What are these cognitive biases? These are essentially unconscious shortcuts that our brain takes to help us deal with the overwhelming information presented to us in today’s complex world. It would be impractical for anyone to sit down and reason every decision they make during the course of a day. We therefore must rely on these snap judgements to help guide us through a complex world. We should however be aware of how these snap judgements can be biased, so that we are able to challenge our intuitions when the situation demands it. Let’s have a look at a couple:
Anchoring – the tendency to rely too heavily on the first piece of information offered;
Overconfidence – the tendency to overestimate our own knowledge or our ability to predict;
Availability – we use examples that are recent, and therefore immediately available to our minds, when reaching judgements;
Commitment – the tendency to stick to what we have done or said in the past;
Peak-End rule – the tendency to remember the peak of an experience as opposed to the sum of the whole experience;
Confirmation – the tendency to want to confirm pre-existing beliefs;
Halo Effect – the tendency to assume that if someone is good at one thing, they will also be good at others.
System 1, or our ‘Lazy controller’ as Kahneman refers to it, cannot be ignored but must be challenged and tested by our more logical ‘system 2’.
So, how can we do better?
Set Criteria (and stick to them!)
By sticking to 5-10 independent and objective criteria we force ourselves to engage system 2, and are less likely to be swayed by our biases. We should be able to ask a couple of questions on each point to come to our conclusion. Collect information on 1 point and then move on. We can then end by scoring the candidate, for comparison.
Keep evaluations separate before discussion
It is easy to go with the herd, so insist on decision makers bringing their own points to the discussion will force them to look at the data and come their own conclusions. This can lead to more meaningful discussions with a wider range of points.
As a final check before a decision is made, we should imagine ourselves further down the road in a world where this decision failed. We should ask ourselves what went wrong? How could this go wrong? By considering the potential failures of a decision we are forced to check our intuitions.

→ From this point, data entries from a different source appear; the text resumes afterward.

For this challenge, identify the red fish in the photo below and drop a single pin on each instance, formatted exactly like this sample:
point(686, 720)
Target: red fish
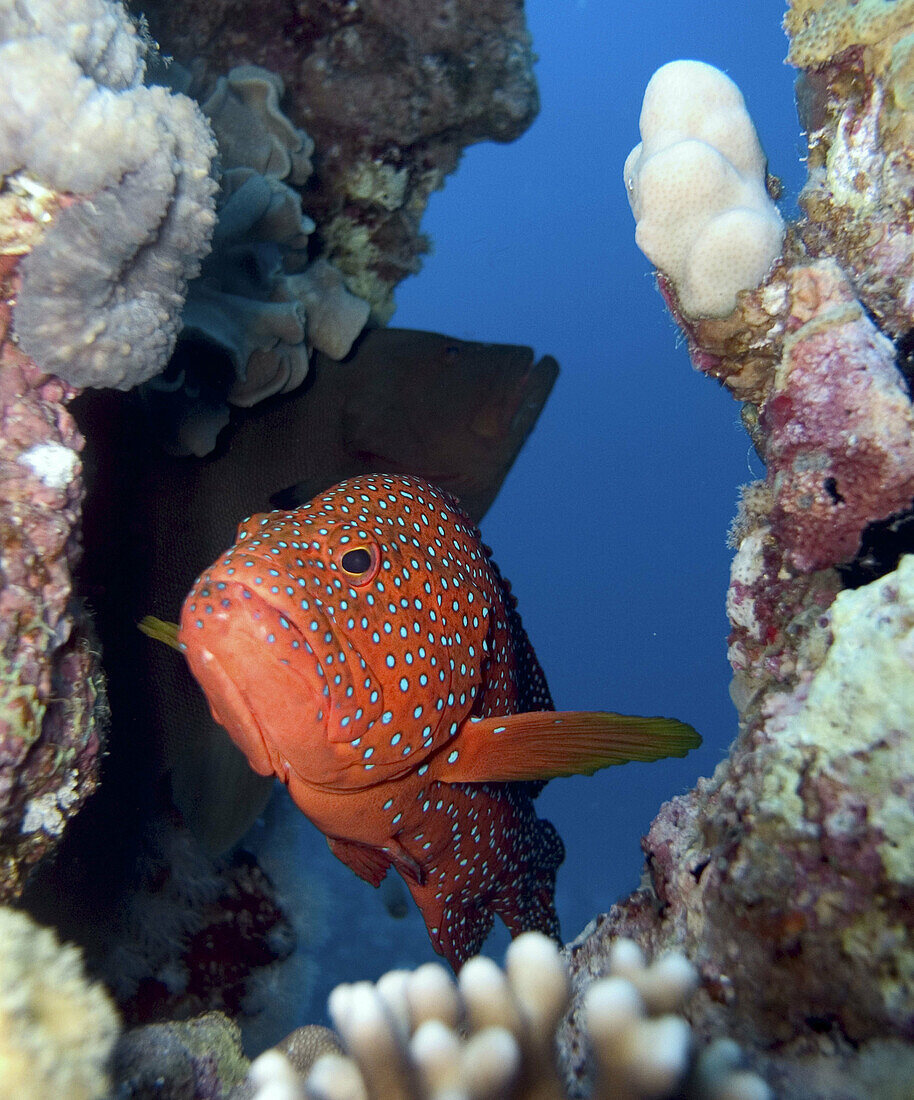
point(365, 649)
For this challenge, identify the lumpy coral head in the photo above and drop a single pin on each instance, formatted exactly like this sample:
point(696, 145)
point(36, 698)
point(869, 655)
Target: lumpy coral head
point(101, 292)
point(696, 185)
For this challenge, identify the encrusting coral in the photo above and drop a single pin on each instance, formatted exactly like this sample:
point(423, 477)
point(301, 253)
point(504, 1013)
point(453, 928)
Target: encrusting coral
point(420, 1036)
point(56, 1029)
point(117, 176)
point(53, 712)
point(786, 877)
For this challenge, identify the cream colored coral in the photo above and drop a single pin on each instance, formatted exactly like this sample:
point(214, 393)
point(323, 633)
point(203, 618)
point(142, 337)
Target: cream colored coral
point(56, 1027)
point(420, 1036)
point(696, 185)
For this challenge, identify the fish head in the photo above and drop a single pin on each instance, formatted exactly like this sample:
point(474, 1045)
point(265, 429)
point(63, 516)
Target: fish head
point(343, 641)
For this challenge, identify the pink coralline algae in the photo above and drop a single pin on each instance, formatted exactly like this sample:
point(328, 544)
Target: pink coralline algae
point(839, 431)
point(52, 701)
point(788, 877)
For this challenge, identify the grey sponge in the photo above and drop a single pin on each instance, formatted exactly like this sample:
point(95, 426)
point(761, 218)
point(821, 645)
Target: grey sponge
point(101, 293)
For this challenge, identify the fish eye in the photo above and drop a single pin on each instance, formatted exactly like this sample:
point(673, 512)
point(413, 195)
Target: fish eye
point(356, 554)
point(356, 562)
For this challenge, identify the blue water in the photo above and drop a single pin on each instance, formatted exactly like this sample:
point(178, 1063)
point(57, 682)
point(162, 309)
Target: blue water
point(612, 525)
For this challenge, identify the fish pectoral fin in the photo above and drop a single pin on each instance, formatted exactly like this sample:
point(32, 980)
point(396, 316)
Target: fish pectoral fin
point(160, 630)
point(369, 864)
point(542, 745)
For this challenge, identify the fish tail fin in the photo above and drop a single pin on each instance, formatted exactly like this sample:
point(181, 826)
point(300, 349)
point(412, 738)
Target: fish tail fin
point(543, 745)
point(160, 630)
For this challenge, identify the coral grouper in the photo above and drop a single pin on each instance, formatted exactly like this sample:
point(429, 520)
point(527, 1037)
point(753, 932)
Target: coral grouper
point(365, 650)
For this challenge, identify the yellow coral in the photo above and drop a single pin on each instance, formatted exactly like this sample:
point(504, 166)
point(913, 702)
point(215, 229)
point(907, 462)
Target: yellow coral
point(819, 29)
point(56, 1029)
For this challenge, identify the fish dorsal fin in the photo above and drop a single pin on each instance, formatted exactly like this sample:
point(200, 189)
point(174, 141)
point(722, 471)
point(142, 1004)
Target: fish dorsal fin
point(540, 745)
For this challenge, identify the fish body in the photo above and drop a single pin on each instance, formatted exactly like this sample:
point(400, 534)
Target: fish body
point(365, 649)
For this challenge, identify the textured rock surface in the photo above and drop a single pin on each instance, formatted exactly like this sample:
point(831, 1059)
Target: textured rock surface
point(389, 91)
point(52, 701)
point(788, 876)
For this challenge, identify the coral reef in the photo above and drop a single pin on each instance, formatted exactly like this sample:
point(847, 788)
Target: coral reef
point(194, 935)
point(855, 99)
point(389, 92)
point(419, 1036)
point(117, 176)
point(257, 307)
point(53, 713)
point(696, 187)
point(196, 1059)
point(788, 876)
point(56, 1029)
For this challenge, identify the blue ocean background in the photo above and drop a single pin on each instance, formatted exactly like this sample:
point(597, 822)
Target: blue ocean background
point(612, 526)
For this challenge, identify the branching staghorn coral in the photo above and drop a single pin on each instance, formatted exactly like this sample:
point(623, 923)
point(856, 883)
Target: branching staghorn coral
point(118, 174)
point(419, 1035)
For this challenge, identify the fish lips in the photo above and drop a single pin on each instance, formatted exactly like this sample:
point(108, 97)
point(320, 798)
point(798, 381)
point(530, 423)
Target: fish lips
point(256, 670)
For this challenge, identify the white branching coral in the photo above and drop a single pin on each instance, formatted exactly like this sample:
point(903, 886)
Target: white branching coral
point(56, 1029)
point(491, 1035)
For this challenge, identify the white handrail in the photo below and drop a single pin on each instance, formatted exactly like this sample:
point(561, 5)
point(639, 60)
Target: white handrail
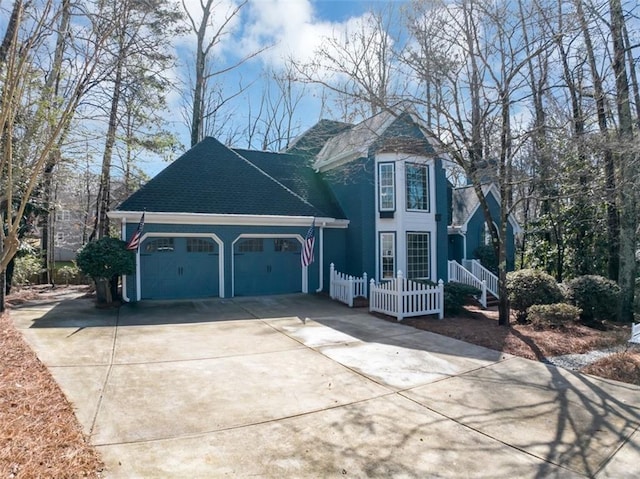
point(483, 273)
point(459, 274)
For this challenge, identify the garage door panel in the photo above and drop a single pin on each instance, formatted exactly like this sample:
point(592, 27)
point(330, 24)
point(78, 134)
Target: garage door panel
point(267, 266)
point(179, 268)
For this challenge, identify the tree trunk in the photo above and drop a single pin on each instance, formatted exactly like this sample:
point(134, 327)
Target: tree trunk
point(613, 222)
point(103, 291)
point(628, 168)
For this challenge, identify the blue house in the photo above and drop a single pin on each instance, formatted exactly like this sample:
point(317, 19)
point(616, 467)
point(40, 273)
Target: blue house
point(223, 222)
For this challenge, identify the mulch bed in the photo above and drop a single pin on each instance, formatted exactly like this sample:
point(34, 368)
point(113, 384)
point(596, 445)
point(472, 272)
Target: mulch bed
point(40, 436)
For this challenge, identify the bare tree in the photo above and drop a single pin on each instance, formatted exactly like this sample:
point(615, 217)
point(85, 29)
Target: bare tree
point(628, 166)
point(206, 99)
point(19, 175)
point(141, 32)
point(357, 66)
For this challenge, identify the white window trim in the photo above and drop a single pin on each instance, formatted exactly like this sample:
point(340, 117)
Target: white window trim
point(393, 186)
point(381, 254)
point(426, 168)
point(429, 253)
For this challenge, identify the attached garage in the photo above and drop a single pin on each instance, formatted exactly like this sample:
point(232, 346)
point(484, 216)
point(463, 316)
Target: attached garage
point(179, 267)
point(267, 265)
point(222, 223)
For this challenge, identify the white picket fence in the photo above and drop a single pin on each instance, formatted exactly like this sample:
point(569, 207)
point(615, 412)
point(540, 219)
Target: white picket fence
point(403, 298)
point(460, 274)
point(483, 274)
point(345, 288)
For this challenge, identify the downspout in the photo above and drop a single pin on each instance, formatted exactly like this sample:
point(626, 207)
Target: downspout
point(123, 226)
point(321, 254)
point(464, 245)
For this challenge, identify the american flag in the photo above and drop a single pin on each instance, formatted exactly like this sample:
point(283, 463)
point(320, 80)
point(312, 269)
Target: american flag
point(306, 255)
point(134, 242)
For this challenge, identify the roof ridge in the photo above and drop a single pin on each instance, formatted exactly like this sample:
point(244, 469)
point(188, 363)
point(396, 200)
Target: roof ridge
point(273, 179)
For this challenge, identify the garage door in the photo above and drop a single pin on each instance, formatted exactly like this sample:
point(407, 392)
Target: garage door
point(179, 268)
point(267, 266)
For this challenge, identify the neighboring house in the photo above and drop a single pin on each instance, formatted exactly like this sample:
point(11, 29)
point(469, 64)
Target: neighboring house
point(467, 226)
point(73, 211)
point(231, 222)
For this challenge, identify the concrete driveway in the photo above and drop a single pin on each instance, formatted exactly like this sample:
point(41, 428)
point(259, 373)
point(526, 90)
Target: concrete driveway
point(299, 386)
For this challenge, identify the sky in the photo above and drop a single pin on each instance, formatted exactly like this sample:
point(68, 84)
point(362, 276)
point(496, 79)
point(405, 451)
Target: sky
point(290, 27)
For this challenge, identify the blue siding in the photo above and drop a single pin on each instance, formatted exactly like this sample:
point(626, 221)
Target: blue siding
point(353, 186)
point(442, 208)
point(333, 239)
point(475, 227)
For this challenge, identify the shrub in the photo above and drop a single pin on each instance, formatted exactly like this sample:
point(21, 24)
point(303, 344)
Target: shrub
point(68, 272)
point(595, 295)
point(553, 315)
point(528, 287)
point(27, 267)
point(456, 296)
point(103, 260)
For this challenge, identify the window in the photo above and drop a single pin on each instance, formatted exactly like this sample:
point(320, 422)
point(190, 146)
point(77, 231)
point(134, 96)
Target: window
point(63, 215)
point(418, 255)
point(485, 234)
point(286, 246)
point(387, 255)
point(159, 245)
point(387, 187)
point(251, 245)
point(417, 187)
point(200, 245)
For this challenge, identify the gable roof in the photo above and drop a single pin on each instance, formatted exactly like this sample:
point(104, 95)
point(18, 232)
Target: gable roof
point(311, 141)
point(211, 178)
point(296, 173)
point(387, 131)
point(465, 203)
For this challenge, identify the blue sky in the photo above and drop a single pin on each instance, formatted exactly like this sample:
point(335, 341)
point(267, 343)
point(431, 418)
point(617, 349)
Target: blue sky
point(292, 27)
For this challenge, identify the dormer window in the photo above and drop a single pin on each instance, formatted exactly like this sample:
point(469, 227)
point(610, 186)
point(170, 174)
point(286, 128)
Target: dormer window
point(417, 187)
point(386, 187)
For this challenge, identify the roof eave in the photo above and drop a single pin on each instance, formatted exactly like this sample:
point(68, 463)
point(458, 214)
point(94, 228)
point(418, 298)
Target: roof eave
point(153, 217)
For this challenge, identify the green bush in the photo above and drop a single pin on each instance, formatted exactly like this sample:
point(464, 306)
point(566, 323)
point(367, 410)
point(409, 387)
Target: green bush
point(68, 273)
point(27, 267)
point(553, 315)
point(456, 296)
point(597, 297)
point(105, 258)
point(528, 287)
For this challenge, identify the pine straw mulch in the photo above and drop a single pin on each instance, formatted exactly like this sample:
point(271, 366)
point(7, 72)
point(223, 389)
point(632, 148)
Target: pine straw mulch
point(481, 327)
point(39, 433)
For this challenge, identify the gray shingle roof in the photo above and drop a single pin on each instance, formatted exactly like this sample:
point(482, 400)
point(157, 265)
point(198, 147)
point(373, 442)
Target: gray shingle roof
point(295, 172)
point(211, 178)
point(464, 203)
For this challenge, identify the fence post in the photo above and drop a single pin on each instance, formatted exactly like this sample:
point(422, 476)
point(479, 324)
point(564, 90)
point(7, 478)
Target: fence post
point(441, 301)
point(364, 285)
point(332, 270)
point(350, 293)
point(399, 299)
point(372, 300)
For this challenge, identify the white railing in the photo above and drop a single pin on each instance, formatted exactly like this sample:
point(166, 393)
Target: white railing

When making any important decision, including the hiring of a new team member, we should take our time. We should try and find out where our intuition and biases may be leading us astray.
Whilst we can never avoid being swayed by our intuitions we should equip ourselves with the courage and the tools to challenge them. Kahneman had great success in revolutionising the recruiting process of the Israeli army, and parts of his original process are still in use today. This isn’t to say it was without resistance; many believed the process demanded people to be more like robots than human beings.